Gabe's frowning. "What's a date?"

"It's where two people hold hands and kiss," Whitney says.

I choke.

Ethan pats my back immediately. "That's not what a date is, goofball. It's where two people say, 'I kind of like you. Maybe we should spend some time together and see if we're a good match.""

I finally stop coughing. "Yes, that's right." I clear my throat. "Good explanation, Ethan."

"And I think it's great, too," Ethan says. "I'm sure Dad would agree. He would want you to be happy, and you look happier when Mr. Archer's around."

Suddenly, I'm fighting back tears.

"Why are you sad?" Gabe asks. "Are you okay?"

I hold out my arms and he walks toward me. I wrap my hands around his back and squeeze. "I'm fine, baby. I have you guys, and that's why I'm fine."

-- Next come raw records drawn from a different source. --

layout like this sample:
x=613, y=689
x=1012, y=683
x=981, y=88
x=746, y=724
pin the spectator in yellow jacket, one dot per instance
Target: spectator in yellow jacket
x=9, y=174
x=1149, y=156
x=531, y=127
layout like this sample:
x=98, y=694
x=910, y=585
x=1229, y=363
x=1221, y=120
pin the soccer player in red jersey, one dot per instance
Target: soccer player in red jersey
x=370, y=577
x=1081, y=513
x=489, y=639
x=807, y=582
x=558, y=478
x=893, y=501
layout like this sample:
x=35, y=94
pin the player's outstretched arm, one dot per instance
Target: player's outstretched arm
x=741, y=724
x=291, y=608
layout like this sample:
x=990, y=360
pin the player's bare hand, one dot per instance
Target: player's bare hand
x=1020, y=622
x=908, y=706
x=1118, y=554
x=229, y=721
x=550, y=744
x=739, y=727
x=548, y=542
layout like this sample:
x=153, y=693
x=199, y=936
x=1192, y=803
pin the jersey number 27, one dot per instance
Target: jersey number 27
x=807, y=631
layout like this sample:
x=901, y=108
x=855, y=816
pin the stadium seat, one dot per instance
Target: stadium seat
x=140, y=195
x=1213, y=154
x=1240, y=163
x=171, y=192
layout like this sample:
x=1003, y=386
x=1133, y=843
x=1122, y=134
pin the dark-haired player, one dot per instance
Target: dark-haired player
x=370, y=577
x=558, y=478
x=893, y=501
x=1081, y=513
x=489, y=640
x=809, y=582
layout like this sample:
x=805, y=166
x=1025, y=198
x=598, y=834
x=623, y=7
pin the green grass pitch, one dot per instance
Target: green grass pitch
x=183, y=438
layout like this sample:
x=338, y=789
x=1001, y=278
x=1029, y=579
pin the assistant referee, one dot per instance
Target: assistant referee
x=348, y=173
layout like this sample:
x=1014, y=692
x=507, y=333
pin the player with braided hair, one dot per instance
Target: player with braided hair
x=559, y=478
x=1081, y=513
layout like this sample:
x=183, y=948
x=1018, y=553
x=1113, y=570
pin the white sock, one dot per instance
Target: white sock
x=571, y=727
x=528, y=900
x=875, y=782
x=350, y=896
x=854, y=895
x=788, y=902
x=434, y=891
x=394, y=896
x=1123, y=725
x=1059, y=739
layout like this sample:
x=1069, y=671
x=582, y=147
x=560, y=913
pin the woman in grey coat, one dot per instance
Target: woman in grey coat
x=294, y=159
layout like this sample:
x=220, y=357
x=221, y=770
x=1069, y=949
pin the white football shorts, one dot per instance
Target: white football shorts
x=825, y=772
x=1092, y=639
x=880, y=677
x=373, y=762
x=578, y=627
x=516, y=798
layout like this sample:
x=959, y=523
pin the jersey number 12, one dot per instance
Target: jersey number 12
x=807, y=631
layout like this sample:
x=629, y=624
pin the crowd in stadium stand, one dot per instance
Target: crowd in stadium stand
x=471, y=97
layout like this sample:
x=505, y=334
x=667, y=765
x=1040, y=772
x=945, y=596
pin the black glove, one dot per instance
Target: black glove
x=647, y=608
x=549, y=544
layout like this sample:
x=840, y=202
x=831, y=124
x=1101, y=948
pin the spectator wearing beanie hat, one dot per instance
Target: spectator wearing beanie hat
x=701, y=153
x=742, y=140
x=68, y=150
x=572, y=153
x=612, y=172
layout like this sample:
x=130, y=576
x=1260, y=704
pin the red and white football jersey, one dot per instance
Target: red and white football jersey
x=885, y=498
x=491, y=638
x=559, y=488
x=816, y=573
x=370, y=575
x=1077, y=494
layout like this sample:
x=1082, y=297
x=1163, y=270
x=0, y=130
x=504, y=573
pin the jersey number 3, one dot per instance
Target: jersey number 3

"I hope he gets you ice cream," Whitney says. "Or would that be like cheating? I mean, everyone will want to spend more time with someone who gets them ice cream."

"You should suggest that to him," Ethan says, "the next time you see him."

I kick Ethan under the table.

"I've changed my mind," Ethan says. "I think this is a terrible idea."

"Don't make me kick you again."

Izzy gets up and walks into the kitchen to grab the cake I made. She sets it on the table in front of me. "Was this a bribe? You made the cake so we'd say it's fine for you to go on a date?" My stomach ties in knots. I wish I'd eaten less, because I'm pretty sure I'm about to puke.